A summer marked by a sharp downturn in ad revenues, major sponsorship deals, brand tie-ins, TV rights, kit sales and marketing promotions across high street retailers and supermarkets can now be expected.
This follows England's 2-3 defeat to Croatia in the team's final group game at Wembley last night.
The UK advertising industry alone was estimated to have spent over £300m during last year's World Cup.
The British Retail Consortium said England's participation in the 2006 World Cup in Germany earned the country around £1bn.
The team's shirt sponsor Umbro, currently being acquired by Nike for £285m, is set to lose millions of pounds from the loss in sales of replica England football kits.
Umbro issued a profits warning this morning after admitting it would not be able to meet its profit targets for the year.
In a statement, Umbro said it was braced for a "substantial reduction in expected sales volumes" following the match result.
Nike's attraction to Umbro stems from its lucrative kit deal with the FA, and although the takeover has been welcomed by the governing body, poor sales of Umbro's replica shirts this year have already forced the company to revise its profits forecast from £30m to £22m. Shares in Umbro were down 4.5p or 2.6%.
The loss will also hit retailer Sports Direct, which owns 29.9% of Umbro, and is a major seller of England kits.
Shares in the sports retailer fell by more than 18% this morning, as it warned trading would be hit by England's failure.
Other major companies set to lose out include Setanta Sports and ITV, which have recently signed £150m deals for overseas TV rights.
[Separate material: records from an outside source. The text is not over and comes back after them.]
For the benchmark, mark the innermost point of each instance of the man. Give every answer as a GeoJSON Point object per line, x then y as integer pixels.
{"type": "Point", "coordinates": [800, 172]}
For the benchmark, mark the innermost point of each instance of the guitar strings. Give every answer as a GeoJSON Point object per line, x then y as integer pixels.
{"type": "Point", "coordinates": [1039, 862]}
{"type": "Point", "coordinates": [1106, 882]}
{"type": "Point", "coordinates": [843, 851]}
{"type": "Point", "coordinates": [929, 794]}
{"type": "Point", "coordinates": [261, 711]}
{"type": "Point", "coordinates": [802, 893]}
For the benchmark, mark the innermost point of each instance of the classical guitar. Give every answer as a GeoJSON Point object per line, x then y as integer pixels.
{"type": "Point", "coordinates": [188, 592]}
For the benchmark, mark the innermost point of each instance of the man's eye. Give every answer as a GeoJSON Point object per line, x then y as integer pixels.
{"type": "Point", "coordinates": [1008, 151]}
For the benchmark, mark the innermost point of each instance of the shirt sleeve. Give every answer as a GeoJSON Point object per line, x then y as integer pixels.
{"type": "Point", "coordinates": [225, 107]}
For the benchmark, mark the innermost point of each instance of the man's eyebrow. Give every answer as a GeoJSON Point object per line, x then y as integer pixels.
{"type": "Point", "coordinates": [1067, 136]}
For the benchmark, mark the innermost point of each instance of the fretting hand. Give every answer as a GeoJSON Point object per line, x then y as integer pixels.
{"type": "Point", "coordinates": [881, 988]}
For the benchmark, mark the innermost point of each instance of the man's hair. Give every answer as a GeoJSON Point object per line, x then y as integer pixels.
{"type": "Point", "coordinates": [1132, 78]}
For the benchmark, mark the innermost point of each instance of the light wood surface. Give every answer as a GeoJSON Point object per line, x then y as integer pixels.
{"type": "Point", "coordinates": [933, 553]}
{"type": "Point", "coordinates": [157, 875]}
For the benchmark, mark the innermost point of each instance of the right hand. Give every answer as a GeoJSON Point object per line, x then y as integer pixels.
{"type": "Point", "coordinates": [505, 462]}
The FA's sponsors, which include Nationwide, Carlsberg, E.on and McDonald's, will also lose out. Although English football's governing body said qualification failure would not affect its contracts.
However, the FA estimates it will miss out on £10m of potential income in being unable to sell licensing and merchandise rights for next year's tournament.
England's loss will further impact on the UK economy through the absence of all home nations from Euro 2008, which starts in Austria and Switzerland in June 2008.
England were gifted a second chance at qualification at the weekend when Israel got a shock result against group rivals Russia to open the door for Steve McClaren's team.
A draw against Croatia at Wembley would have been enough to secure qualification, but England let in two early goals to the visitors through major defensive errors, then drew level, to be denied by a third Croatian goal less than 15 minutes from time.
Alex Fynn, the former director at Saatchi and Saatchi and a football industry consultant, told The Daily Telegraph: "The knock-on for the whole game is very significant.
"Maybe not as much in the past, because the Premier League is so strong, but there's no doubt [England's absence] can have a damaging effect for the whole of English football's economy."
In related news, the UK Takeover Panel is to examine whether Sports Direct and rival sports retailer JJB are working to thwart Nike's takeover of Umbro. Together, the two own 38% of the England shirt maker.
According to reports, the UK Takeover Panel is examining whether the two are acting as a "concert party". The Daily Telegraph said that with Nike's offer document due to be posted to Umbro shareholders later this week, speculation about the retailers' motives is increasing.
If the Takeover Panel feels they are working together, the panel could force the retailers to reduce their combined holding to less than 29.9% or launch a full bid.